Today, building information modeling (BIM) software programs increasingly help architects and construction managers “see” a facility before it is built, and Texas A&M University helped pioneer the new technology.
“Professor Vallie Miranda was using and teaching BIM techniques here in the College of Architecture in the early 1990s, using pioneering software such as Sonata and Reflex,” says Mark Clayton, architecture professor and interim department head, “but he discontinued his efforts when those products were themselves discontinued. Now, there are a number of BIM programs out there, including ArchiCAD, Bentley Architecture, Nemetschek VectorWorks, Autodesk Architectural Desktop and, most recently, Autodesk Revit, so we’re teaching our students how to use them when they get on the job.”
Clayton explains that the software enables designers and builders to simulate creation and construction processes. “It’s a lot like the Sim City games, less like AutoCAD,” he says. “Users manipulate life-like architectural and construction elements like walls, doors, roofs and even furniture, in contrast to computer assisted drafting programs which feature lines and other ‘primitive objects.’ Each element in a BIM program has imbedded in it the real-world logic of its attributes, for example, the materials of which it is constructed and their features, such as thickness, thermal insulation properties, and the like.”
For architects, the power of BIM lies in allowing them to simulate designs from the beginning.
“We are already using BIM programs extensively for the College’s buildings themselves,” Clayton notes. “It allows our facility management systems to model all the three Langford Complex buildings and our part of the Jack Williams building in 3-D. We can figure area take-offs on the computer, helping us to complete renovations and to assign office and classroom space. For example, we can simulate a wall, put a window in the wall, then move both of them together to another location.
“BIM offers us a higher level, more intuitive interface for design than a drafting approach. And for beginning designers, who may not know how to draw well by hand, BIM facilitates learning the design process.”
BIM program objects appear as graphic images, but their imbedded logic includes non-graphic attributes as well, computing, for example, the length in linear feet of a simulated wall or figuring out the amount of area, in square feet, to paint on the virtual object, Clayton says. “BIM programs can even help estimate costs, energy performance and structural characteristics of the simulated design or construction objects.”
Plans drawn in AutoCAD programs can be imported into BIM software, and the programs can draw up project completion schedules.
“As with most new technologies, BIM has met with mixed reaction in the architecture profession,” Clayton says. “Most large companies are adopting it, probably because they have deeper, broader information technology resources and more provisions for training employees who are not familiar with the programs.
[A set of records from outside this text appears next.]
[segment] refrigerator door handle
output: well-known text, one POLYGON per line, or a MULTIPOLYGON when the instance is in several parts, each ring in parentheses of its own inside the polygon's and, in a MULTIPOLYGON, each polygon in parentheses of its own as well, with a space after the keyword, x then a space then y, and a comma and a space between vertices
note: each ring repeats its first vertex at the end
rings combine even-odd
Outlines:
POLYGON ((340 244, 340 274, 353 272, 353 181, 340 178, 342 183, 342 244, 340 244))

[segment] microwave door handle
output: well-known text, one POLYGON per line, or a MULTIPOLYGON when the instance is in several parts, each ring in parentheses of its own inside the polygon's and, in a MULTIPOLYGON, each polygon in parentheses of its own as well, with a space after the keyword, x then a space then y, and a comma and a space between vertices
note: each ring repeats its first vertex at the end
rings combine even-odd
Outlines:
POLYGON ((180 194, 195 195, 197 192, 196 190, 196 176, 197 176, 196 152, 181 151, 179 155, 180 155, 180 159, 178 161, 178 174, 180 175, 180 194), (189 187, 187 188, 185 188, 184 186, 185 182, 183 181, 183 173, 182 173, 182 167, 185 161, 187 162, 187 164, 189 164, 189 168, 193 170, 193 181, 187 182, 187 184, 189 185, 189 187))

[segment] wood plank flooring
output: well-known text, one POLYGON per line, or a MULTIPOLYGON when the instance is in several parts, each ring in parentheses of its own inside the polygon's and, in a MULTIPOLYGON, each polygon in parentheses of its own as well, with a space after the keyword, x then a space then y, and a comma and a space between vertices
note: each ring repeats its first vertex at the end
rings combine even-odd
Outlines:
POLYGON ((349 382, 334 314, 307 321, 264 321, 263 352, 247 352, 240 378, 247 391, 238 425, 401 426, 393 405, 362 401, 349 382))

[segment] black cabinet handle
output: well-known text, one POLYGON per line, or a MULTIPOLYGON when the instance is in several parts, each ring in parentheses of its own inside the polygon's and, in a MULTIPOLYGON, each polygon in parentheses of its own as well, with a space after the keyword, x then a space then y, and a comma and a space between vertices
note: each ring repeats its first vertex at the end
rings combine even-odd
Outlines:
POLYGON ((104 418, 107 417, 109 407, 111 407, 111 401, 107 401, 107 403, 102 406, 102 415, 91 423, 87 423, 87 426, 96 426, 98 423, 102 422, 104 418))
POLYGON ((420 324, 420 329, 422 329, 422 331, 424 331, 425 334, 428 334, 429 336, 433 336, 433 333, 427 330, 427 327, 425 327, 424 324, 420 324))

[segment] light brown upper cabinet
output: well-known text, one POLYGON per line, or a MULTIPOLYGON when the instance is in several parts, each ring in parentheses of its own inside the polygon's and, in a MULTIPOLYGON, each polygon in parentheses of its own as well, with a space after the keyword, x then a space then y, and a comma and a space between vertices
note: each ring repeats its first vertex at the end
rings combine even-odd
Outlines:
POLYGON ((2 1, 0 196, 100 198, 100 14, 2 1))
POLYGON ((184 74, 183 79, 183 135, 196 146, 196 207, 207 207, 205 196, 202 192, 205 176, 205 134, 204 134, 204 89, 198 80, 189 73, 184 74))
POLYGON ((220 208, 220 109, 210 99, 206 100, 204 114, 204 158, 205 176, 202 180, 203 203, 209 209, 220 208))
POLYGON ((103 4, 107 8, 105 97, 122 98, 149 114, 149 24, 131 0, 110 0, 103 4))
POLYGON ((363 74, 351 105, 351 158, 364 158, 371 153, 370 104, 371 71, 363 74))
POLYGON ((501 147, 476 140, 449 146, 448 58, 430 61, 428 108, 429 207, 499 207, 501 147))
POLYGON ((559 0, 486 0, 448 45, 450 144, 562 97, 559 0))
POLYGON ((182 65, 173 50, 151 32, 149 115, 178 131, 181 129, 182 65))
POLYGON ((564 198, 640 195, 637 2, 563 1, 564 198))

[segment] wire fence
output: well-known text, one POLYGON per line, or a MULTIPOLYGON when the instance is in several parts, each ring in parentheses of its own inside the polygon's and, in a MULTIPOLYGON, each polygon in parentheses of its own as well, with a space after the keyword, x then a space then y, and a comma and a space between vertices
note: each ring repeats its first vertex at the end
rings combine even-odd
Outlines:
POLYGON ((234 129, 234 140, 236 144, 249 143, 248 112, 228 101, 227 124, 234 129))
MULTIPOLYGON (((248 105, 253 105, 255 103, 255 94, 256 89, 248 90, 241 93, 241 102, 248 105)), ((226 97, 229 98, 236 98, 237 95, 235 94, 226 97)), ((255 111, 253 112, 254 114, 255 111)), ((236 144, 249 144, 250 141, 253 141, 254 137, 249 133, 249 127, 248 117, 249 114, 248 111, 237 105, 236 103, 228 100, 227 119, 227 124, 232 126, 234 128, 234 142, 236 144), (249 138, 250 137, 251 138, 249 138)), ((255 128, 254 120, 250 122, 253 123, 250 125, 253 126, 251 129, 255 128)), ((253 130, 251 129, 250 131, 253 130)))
Integrative firms – those which see projects through from planning to design to construction to operation – are the most enthusiastic about this technology. They see products made with BIM programs as giving them a competitive advantage, in contrast with some design-only firms which, concerned with intellectual property issues, don’t want to give up their models to the public domain.
“We are urging our students to be strategic thinkers, so that they see the importance of learning BIM technology, since we believe it will be a key design tool five to ten years down the road.”
Clayton notes that academic research exerted a great influence on the development of BIM software, as did research by such large corporations as Boeing, which began working on such information and technology modeling programs up to 20 years ago. “It’s important to note that all government agencies, through the General Services Administration, have endorsed BIM for use on all federal projects.”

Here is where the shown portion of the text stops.